The restaurant consists of three rooms. The largest is the bar with its hostess station, a lovely curved wood bar with seating for 10, a fireplace crowned with an abstract painting and a corner table popular with large groups. A small glassed-in porch overlooks the lake and a somewhat larger dining room also affords water vistas. Here, patrons with their backs to the lake can see reflections of it in the large, attractive mirrors on the opposite wall.
The food steals the show from the view, though. An amuse-bouche consisting of a poached shrimp topped with a bit of cucumber salad and set upon fresh avocado was a gratis bite that ranks as the best of that genre. The wonderful rosemary rolls and mini-baguettes were other early indications that the food would be special.
Every dish sampled was a winner, so it’s safe to simply head for your favorites. An appetizer special that will linger in my memory was one of airy gnocchi tossed with meltingly tender shards of braised rabbit, pancetta, chanterelles, pine nuts and golden raisins.
Equally hard to resist were starters of creamy wild mushroom risotto anointed with truffle oil, homemade pappardelle with braised duck and shiitake mushrooms, giant ravioli filled with braised beef and wild mushrooms in a truffle-flecked cream sauce and a New England chowder with tender clams, shiitake mushrooms and Yukon gold potatoes.
Lighter openers that scored were an elegant sea scallop salad atop couscous and a very tasty tuna tartare.
The grilled veal chop was proclaimed ”best ever” by the diner who ordered it. Winning, too, were a perfectly roasted rack of lamb, a delicious braised lamb shank special, and a combination of grilled beef sirloin and braised short ribs.
Seafood also delighted. Butter-poached lobster, removed from the shell and placed atop a mélange of chanterelles, tiny cubes of butternut squash, bacon and leeks, was a top-of-the-line pick. Also splendid was roasted local striped bass in a bouillabaisse broth holding baby clams and Israeli couscous. A red pepper aioli crowned the fish.
All the desserts drew raves, but the warm bread pudding with slices of banana and an ice-cream topper ranked as No. 1 in my book. Also turning heads were the individual lemon cheesecakes; the Valrhona chocolate soufflé, a molten-center cake with caramel ice cream; the tangy homemade passion-fruit sorbet and the homey warm pear and sour-cherry crisp à la mode. All were delectable finales to an excellent meal at a charming new restaurant.
The Lake House
240 West Main Street
THE SPACE — Cozy yet elegant lakeside charmer. Not wheelchair accessible.

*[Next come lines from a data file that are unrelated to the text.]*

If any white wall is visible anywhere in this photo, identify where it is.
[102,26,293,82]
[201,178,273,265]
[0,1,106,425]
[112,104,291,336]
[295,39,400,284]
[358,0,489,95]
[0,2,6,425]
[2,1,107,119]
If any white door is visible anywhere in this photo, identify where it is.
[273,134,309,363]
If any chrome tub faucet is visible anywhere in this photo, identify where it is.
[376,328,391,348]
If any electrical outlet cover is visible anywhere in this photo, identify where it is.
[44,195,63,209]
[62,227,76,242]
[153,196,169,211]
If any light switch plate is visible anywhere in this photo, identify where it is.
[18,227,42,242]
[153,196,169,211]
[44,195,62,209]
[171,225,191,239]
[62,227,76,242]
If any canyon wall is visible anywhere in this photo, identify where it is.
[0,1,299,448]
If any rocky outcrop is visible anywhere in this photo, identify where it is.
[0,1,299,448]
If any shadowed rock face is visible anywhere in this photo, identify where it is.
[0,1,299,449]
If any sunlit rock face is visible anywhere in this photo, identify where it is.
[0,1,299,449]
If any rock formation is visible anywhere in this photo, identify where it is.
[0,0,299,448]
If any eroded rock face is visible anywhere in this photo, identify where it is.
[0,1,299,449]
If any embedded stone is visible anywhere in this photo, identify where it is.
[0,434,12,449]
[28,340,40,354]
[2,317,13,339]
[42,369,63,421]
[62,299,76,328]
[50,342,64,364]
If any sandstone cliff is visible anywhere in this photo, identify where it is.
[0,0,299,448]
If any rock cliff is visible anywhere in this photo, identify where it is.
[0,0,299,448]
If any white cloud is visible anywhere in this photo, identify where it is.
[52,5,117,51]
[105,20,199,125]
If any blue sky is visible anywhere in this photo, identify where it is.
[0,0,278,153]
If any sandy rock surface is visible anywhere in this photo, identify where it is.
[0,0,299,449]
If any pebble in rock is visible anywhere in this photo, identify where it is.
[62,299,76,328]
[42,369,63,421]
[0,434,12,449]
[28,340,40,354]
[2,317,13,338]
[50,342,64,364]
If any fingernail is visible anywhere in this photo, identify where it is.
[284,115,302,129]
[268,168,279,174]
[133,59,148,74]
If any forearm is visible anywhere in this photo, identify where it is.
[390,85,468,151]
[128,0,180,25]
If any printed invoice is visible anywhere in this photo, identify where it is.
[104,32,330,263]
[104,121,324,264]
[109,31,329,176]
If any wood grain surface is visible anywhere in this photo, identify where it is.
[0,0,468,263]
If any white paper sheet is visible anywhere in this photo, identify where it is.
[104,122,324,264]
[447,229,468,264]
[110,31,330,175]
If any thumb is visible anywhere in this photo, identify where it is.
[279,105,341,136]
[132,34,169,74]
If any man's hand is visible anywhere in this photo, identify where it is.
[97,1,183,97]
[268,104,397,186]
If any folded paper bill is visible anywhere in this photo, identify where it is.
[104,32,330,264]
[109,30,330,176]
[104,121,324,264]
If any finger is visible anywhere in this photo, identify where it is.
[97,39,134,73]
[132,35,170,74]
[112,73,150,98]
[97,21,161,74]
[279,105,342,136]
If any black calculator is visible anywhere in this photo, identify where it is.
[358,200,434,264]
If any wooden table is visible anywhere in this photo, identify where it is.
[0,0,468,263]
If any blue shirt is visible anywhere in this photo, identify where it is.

THE CROWD — Well-turned-out couples and small groups. Very few children.
THE BAR — A curved wood beauty with seating for 10 plus a large table in the corner. The international list of 132 wines has bottles ranging from $25 to $310 with plenty of choices in the $20’s. There are 16 wines by the glass ($7 to $15).
THE BILL — Dinner entrees, $22 to $36.
WHAT WE LIKE — Clam chowder, braised rabbit gnocchi, ravioli, pappardelle, tuna tartare, wild mushroom risotto, sea scallop salad, lobster, striped bass, sirloin-short rib combo, rack of lamb, veal chop, lamb shank, all desserts.
IF YOU GO — Open for dinner, 5 to 9:30 p.m., Tuesday through Thursday; till 10:30 p.m. Friday and Saturday; and 5 to 9 p.m. Sunday. Closed Monday. Reservations are essential.